Lutter contre l’accaparement des termes

Dès lors, si la transition n’est plus, d’autres mots, d’autres paradigmes, peuvent être inventés ou réinvestis. On assiste ainsi à une multiplication de propositions hétérogènes, entrant parfois en contradiction les unes avec les autres : il sera par exemple question de « révolution », de « bifurcation » (7), ou encore de « redirection » (8). Ces reformulations du projet écologiste ne sont pas toujours qu'une affaire de communication : l’abandon d’un terme au profit d’un autre peut s’accompagner de la définition de nouvelles priorités politiques et de nouveaux modes d’action. Dans ce sens, remettre en question la transition et assister à la prolifération d’autres notions peut s'avérer enthousiasmant.

Une question subsiste cependant :  comment s’assurer que ces termes ne soient pas eux aussi, et comme la notion de « transition » ou encore celle de « développement soutenable », arrachés à leur cadre théorique, amputés de leur radicalité, et remobilisés par des acteurs institutionnels et économiques dans une forme galvaudée ? Ainsi, s’il s’agit de forger de nouveaux mots, peut-être faudra-t-il aussi lutter contre leur possible accaparement, en les réinscrivant dans la mémoire des luttes et idées écologistes. 

Notes

(1) Nous empruntons notamment le terme à Franck Frommer, dans la Pensée PowerPoint. Enquête sur ce logiciel qui rend stupide (La Découverte, 2010).

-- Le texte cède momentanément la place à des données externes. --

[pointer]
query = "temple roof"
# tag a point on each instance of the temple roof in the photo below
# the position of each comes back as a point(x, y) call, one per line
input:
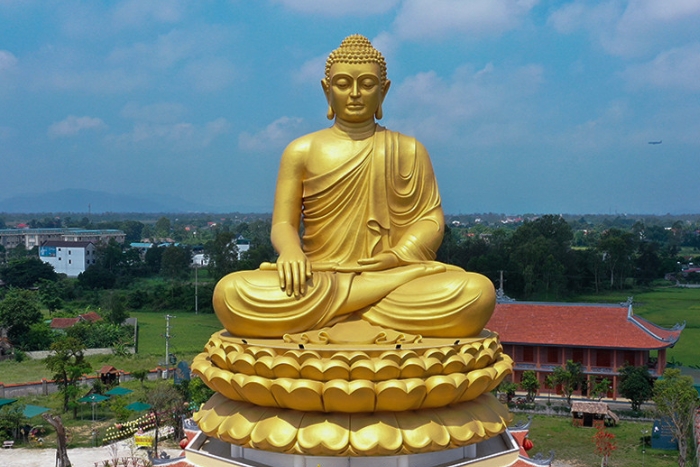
point(579, 325)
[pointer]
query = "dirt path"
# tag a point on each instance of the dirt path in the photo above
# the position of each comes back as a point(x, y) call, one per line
point(79, 457)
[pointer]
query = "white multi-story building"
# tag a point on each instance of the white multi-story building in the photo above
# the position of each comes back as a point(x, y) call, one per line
point(69, 258)
point(10, 238)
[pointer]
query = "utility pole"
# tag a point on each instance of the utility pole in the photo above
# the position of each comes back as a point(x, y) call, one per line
point(167, 344)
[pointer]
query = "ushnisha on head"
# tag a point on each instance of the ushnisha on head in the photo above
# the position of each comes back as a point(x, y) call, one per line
point(356, 49)
point(355, 56)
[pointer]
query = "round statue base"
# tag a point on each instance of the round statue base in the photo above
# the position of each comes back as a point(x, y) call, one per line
point(499, 451)
point(353, 390)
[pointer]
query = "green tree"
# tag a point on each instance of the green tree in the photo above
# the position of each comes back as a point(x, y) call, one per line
point(19, 310)
point(153, 258)
point(508, 388)
point(26, 272)
point(11, 419)
point(50, 295)
point(617, 248)
point(68, 365)
point(570, 377)
point(541, 250)
point(223, 255)
point(600, 389)
point(140, 375)
point(531, 384)
point(39, 337)
point(114, 310)
point(677, 400)
point(636, 384)
point(162, 227)
point(175, 263)
point(97, 277)
point(168, 406)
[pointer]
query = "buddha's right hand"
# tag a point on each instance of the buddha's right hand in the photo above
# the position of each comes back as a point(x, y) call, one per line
point(293, 269)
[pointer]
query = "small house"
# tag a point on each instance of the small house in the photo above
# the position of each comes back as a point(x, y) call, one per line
point(592, 414)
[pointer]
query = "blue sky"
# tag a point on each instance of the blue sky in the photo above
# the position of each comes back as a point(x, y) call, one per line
point(525, 106)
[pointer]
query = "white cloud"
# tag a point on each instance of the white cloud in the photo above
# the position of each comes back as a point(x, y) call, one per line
point(137, 12)
point(444, 108)
point(73, 125)
point(311, 71)
point(340, 7)
point(7, 60)
point(210, 74)
point(418, 19)
point(678, 68)
point(6, 132)
point(630, 28)
point(177, 136)
point(277, 134)
point(162, 112)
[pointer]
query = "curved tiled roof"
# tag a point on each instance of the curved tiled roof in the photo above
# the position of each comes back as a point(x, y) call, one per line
point(578, 325)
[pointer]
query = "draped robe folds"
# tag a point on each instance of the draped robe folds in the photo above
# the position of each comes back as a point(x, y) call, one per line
point(363, 207)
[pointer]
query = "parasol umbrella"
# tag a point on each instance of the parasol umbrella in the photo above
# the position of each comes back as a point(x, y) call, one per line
point(138, 406)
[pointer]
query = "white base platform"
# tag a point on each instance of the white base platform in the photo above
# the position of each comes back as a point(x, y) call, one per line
point(500, 451)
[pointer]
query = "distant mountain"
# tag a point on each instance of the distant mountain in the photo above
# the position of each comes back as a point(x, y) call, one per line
point(82, 201)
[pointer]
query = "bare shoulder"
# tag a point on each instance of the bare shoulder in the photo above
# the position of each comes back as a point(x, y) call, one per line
point(410, 146)
point(301, 147)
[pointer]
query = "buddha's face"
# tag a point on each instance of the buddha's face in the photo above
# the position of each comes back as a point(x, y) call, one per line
point(355, 91)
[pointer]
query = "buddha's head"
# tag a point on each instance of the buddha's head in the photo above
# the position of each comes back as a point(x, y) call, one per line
point(355, 83)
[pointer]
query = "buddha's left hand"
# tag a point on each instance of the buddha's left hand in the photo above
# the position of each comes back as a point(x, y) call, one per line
point(379, 262)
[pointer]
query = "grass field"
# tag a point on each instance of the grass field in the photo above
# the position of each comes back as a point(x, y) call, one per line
point(576, 445)
point(665, 306)
point(189, 333)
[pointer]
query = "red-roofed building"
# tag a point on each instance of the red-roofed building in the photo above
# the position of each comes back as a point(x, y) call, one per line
point(542, 336)
point(65, 323)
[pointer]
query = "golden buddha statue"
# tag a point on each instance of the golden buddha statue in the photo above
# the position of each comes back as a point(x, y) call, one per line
point(356, 342)
point(372, 223)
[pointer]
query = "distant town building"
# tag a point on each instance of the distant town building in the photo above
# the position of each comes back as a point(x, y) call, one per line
point(601, 337)
point(69, 258)
point(11, 238)
point(61, 324)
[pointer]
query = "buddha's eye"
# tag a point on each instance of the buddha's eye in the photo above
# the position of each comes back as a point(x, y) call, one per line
point(368, 83)
point(342, 83)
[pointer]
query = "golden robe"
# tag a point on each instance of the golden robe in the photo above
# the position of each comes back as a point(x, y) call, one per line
point(363, 207)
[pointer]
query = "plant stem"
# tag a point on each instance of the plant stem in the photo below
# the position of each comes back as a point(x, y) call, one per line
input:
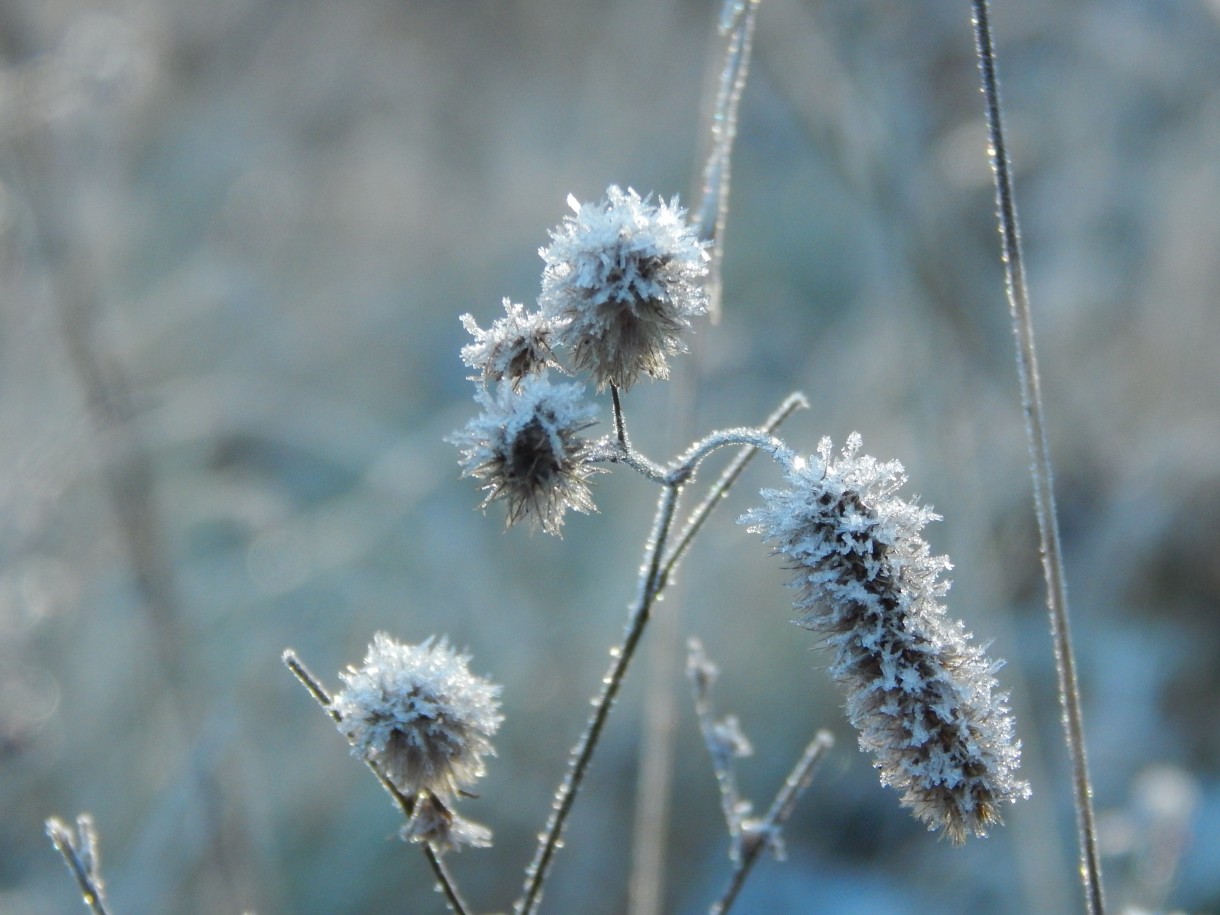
point(1040, 453)
point(761, 835)
point(84, 871)
point(720, 488)
point(444, 881)
point(565, 796)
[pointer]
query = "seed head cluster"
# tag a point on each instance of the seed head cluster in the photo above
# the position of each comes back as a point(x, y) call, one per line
point(921, 696)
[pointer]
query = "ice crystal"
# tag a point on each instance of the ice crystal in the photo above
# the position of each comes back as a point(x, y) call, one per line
point(621, 282)
point(919, 692)
point(514, 347)
point(419, 715)
point(527, 449)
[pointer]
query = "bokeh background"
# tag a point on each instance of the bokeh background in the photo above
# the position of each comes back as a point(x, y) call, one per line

(2) À ce sujet, voir « Tout brûle déjà : écologie sans transition. Notes sur la marche pour le climat, le 8 décembre à Paris », dans lundimatin.

(3) Nous reprenons ici la fameuse distinction d’Andrew Dobson entre « écologisme », idéologie politique à part entière, et « environnementalisme », compris comme le produit d’une « indigestion idéologique ».

(4) Collectif Désobéissance Écolo Paris, Écologie sans transition (Éditions Divergences, 2020).

(5) Voir à ce sujet l’appel aux architectes publié dans Topophile.

(6) Ces mécanismes d’institutionnalisation participant à la dévitalisation des termes de « transition » ou de « développement soutenable » ont par exemple été étudiés par Luc Semal, dans Face à l’effondrement. Militer à l’ombre des catastrophes (PUF, 2019) ; ou encore Andrew Dobson, dans Green Political Thought (Routledge, 2007).

(7) « Bifurcation », un terme proposé par la France Insoumise.

(8) Voir à ce sujet Emmanuel Bonnet, Diego Landivar et Alexandre Monnin, Héritage et fermeture : une écologie du démantèlement (Éditions Divergences, 2021).